Distribution of cosine similarities between true and predicted embeddings for different SemDNN variants. Cosine Similarity (CS) distributions between true embeddings and predictions of 500 random sounds from the SoundIdeas 43 test set. The upper row represents the cosine similarity between the sound embedding and its prediction, measuring the network’s accuracy in predicting embeddings for the same sound (diagonal values of the similarity matrix). The lower row shows the cosine similarities between the prediction of a sound embedding, and the true embeddings of different sounds (off-diagonal values of the similarity matrix), reflecting the network’s performance in comparing a reference sound to different sounds.
We evaluated to what extent layer-by-layer embeddings of semDNN and its variants and catDNN, and of several control networks, including the CAE, predicted perceived dissimilarity judgments obtained with humans.
In Giordano et al.’s study (Experiment 2 14 ), data were collected from two groups, each with 20 participants. Random assignment placed participants in either the sound dissimilarity or word dissimilarity condition. In the sound dissimilarity condition, participants estimated the dissimilarity between 80 natural sounds. In the word dissimilarity condition, participants assessed the dissimilarity of sentences describing the source of each sound (e.g., “meowing cat”). For the behavioural datasets, name plus verb sound descriptors were derived from the results of a preliminary verbal identification experiment ( 14 , Experiment 1), during which 20 individuals, who did not take part in Experiment 2, were asked to identify the sound-generating events using one verb and one or two nouns. In particular, for each of the sound stimuli, the name plus verb sound descriptors considered for the analyses in this study, and evaluated by participants in the word condition, were the modal verbs and nouns (that is, the most frequent verbs and nouns) across the 20 participants in the verbal identification experiment. Each condition involved evaluating two sets of 40 stimuli categorized as living or non-living objects. The stimuli had a median duration of 5.1 s. Sessions were conducted separately for each stimulus set, with the presentation order balanced across participants. Participants performed a hierarchical sorting task. Initially, they grouped similar sounds or verbal descriptors into 15 groups using onscreen icons. Clicking on the icons activated the corresponding stimuli. Participants then iteratively merged the two most similar groups until all stimuli were consolidated into one group. The dissimilarity between stimuli was determined based on the merging step at which they were grouped, with dissimilar sounds or words being merged at a later stage of the procedure than similar sounds or words. The resulting output is a dissimilarity matrix.

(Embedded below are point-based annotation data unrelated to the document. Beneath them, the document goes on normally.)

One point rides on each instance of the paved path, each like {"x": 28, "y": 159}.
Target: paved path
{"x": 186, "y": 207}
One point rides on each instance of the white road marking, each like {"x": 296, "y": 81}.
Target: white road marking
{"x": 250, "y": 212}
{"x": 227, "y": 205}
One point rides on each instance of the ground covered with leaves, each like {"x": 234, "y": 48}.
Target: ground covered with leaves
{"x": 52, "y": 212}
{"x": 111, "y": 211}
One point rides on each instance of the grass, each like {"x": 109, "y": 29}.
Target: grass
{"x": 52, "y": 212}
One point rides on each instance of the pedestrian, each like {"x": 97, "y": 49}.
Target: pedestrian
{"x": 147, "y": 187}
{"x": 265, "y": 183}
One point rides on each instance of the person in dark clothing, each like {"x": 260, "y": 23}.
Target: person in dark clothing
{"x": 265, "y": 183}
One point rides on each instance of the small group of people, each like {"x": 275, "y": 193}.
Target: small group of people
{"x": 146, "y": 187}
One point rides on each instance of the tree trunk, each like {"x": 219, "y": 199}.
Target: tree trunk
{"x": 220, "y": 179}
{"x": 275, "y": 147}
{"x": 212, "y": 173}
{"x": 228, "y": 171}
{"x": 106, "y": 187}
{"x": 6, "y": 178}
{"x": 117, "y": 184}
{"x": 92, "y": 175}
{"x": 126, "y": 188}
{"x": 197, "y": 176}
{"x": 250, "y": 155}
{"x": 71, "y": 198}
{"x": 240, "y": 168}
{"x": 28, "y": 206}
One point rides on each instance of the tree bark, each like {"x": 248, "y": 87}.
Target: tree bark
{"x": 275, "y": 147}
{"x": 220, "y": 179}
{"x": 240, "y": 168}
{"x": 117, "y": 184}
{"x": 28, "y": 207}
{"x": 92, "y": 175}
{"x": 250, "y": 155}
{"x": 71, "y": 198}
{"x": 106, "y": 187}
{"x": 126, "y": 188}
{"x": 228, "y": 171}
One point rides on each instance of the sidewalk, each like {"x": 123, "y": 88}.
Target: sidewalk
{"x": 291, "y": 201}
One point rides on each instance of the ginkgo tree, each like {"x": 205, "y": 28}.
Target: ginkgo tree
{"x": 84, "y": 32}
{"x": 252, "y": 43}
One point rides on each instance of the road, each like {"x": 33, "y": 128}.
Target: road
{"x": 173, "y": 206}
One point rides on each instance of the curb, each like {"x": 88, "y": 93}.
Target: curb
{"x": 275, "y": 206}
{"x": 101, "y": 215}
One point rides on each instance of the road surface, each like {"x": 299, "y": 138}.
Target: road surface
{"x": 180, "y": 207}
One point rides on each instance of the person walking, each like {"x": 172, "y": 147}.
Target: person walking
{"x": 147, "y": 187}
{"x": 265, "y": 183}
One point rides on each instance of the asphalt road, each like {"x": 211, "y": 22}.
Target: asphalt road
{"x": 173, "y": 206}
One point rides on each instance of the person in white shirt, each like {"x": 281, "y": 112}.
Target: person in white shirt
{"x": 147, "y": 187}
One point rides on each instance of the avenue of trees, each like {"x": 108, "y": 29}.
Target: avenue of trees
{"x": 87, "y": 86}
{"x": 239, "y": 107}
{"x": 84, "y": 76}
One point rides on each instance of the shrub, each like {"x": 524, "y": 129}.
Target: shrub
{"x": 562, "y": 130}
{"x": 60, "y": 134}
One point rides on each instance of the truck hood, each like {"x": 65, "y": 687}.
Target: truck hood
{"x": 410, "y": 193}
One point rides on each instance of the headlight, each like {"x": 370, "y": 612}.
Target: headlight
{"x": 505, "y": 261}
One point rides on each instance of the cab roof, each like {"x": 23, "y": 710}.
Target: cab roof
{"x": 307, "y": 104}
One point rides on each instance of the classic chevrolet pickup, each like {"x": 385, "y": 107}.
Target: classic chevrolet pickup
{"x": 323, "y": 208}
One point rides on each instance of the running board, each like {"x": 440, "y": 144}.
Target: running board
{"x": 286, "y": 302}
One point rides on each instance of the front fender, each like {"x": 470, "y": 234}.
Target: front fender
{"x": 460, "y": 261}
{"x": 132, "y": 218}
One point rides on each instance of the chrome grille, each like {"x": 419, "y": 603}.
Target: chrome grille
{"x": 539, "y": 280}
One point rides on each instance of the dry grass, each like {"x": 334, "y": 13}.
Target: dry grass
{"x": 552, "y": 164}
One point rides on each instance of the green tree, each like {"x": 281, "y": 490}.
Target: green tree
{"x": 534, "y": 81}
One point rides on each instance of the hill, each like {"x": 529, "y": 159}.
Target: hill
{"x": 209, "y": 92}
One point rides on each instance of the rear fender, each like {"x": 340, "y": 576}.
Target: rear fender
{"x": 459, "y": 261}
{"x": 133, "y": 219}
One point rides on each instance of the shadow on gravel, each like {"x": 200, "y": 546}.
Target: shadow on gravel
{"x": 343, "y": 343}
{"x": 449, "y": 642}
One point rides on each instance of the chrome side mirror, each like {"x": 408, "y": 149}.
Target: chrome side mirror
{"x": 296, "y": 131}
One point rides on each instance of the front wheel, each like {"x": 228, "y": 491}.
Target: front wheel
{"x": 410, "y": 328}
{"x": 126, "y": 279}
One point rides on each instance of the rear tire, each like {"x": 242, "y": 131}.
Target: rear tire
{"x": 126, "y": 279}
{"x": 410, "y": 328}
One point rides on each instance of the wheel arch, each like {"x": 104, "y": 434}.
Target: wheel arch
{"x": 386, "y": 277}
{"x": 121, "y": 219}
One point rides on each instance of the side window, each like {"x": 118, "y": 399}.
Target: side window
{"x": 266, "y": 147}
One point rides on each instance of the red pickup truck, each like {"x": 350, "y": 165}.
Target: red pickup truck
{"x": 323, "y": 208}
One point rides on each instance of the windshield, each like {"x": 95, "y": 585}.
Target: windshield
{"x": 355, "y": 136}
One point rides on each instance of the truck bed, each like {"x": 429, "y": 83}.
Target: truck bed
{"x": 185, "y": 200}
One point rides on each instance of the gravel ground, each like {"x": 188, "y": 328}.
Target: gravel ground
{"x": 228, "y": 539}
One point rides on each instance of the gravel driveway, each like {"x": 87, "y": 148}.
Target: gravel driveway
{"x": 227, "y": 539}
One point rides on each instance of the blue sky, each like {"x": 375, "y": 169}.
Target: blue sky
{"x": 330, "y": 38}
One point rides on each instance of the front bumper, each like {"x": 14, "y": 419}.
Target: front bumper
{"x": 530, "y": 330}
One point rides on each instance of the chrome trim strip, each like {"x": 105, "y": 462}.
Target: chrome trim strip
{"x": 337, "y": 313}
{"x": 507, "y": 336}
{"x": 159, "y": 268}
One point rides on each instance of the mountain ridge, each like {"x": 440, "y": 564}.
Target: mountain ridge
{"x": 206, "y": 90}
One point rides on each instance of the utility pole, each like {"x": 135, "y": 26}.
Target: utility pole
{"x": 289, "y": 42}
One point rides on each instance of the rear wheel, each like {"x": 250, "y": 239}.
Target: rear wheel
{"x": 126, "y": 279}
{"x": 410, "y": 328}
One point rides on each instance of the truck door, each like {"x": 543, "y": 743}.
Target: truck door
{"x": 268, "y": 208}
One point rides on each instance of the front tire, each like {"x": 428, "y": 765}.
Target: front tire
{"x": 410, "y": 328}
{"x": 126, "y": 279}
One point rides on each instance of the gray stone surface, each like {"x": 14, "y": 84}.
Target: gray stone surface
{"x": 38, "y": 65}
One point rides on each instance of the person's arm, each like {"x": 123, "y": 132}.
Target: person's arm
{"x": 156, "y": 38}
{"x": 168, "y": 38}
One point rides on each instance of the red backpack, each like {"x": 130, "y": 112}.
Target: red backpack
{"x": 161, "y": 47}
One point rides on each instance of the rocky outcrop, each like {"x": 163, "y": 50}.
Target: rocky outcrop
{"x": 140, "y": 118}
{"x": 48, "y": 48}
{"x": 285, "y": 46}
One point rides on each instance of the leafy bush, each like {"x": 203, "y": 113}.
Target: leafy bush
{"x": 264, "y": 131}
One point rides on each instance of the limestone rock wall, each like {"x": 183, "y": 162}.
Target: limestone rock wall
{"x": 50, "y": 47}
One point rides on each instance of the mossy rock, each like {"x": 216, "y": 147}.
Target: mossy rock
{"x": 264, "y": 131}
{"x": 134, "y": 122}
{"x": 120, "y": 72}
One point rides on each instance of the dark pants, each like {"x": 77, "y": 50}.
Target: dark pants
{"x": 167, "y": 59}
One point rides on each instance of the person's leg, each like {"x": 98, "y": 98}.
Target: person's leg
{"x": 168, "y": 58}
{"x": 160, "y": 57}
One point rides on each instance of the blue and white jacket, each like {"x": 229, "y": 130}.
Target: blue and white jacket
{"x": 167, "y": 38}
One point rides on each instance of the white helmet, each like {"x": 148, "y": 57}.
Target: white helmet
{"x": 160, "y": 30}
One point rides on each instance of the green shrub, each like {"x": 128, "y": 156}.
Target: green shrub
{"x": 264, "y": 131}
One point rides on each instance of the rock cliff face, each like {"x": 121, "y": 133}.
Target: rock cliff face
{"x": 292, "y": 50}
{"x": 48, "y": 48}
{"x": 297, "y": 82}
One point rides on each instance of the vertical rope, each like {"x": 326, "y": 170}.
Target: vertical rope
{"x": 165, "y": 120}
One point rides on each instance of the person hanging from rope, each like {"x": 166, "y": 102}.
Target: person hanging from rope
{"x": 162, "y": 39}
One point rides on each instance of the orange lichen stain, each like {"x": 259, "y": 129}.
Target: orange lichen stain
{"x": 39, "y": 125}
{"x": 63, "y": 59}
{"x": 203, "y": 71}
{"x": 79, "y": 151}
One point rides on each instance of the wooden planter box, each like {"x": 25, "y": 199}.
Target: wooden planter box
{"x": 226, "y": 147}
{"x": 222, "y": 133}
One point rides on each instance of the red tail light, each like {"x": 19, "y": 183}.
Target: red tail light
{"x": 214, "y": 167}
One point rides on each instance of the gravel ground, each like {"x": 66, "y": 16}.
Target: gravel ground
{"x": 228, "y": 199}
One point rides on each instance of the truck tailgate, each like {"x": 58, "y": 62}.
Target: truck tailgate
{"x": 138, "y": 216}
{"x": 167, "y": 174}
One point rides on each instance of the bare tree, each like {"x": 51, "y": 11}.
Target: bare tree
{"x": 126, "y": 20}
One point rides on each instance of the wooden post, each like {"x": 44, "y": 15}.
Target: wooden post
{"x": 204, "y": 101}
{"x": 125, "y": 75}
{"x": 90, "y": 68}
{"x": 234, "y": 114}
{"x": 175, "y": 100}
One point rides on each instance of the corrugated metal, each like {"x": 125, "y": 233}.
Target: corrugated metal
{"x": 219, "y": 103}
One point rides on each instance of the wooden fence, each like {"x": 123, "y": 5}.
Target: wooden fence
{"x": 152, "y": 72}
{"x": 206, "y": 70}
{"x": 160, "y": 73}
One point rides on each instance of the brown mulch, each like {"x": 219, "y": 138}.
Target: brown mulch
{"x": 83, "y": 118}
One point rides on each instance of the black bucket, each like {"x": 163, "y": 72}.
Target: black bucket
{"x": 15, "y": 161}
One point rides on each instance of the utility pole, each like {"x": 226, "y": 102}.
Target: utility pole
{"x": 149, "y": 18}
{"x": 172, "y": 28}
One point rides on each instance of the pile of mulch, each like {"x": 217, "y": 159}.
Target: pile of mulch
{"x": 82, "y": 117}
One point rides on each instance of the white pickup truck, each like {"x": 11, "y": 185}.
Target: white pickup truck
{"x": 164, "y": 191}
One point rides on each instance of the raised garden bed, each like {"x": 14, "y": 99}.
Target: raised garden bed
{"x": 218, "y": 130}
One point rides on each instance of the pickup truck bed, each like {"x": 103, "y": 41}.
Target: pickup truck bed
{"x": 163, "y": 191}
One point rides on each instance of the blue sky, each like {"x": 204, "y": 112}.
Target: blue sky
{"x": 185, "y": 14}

We employed a cross-validated computational modeling framework, similar to Giordano et al. 13 , to predict behavioural dissimilarities using model distances derived from the network representations. To this purpose, we initially computed cosine the distance between stimuli within each layer of a specific network (encoder-only for CAE). For each network separately, we then used layer-specific distances to predict group-averaged behavioural dissimilarities within a cross-validated linear regression framework. More specifically, we adopted a repeated 10-fold cross-validation split-half approach to estimate the behaviour variance ( \(R^{2}_{CV}\) ) predicted by each network (100 random splits of participants into training and test groups, with independent standardization of group-averaged training and test dissimilarities). \(R^{2}_{CV}\) was estimated as \(1 - \frac{SSE_{\text {{test}}}}{SST_{\text {{test}}}}\) , where \(SSE_{\text {{test}}}\) is the sum of squared prediction errors for the test set, and \(SST_{\text {{test}}}\) is the total sum of squares for the test set. We performed 10,000 row per column permutations for each split, ensuring that the same object permutations were maintained across the splits. We also estimated the noise ceiling, representing the maximum predictable variance, to determine the need for model or data improvements 13 . This approach provided a robust framework to validate the predictive performance of our computational model against behavioural data. As additional comparison models, we considered four NLP embeddings (Word2Vec 15 , BERT 16 and CLAP 17 with no dimensionality reduction applied) to compare semantic learning in our audio-based semDNN with text-based learning. For Word2Vec, we computed a single semantic embedding for each sound by taking the average of the semantic embeddings for the name and verb sound descriptors. However, for BERT and CLAP, we directly obtained a single semantic embedding for each sound by estimating the semantic embedding for the name plus verb sentence. We also considered four pre-published categorical sound-to-event CNNs (Yamnet 3 , VGGish 3 , Kell 44 , and CNN-14 from PANNs models 45 ) along with variants of the semDNN network ( SemDNN \({\text{ BERT }}\) ,SemDNN \({\text{ CLAP }}\) ,SemDNN \({\text{ Unbal }}\) , SemDNN \({\text{ NoTrain }}\) ).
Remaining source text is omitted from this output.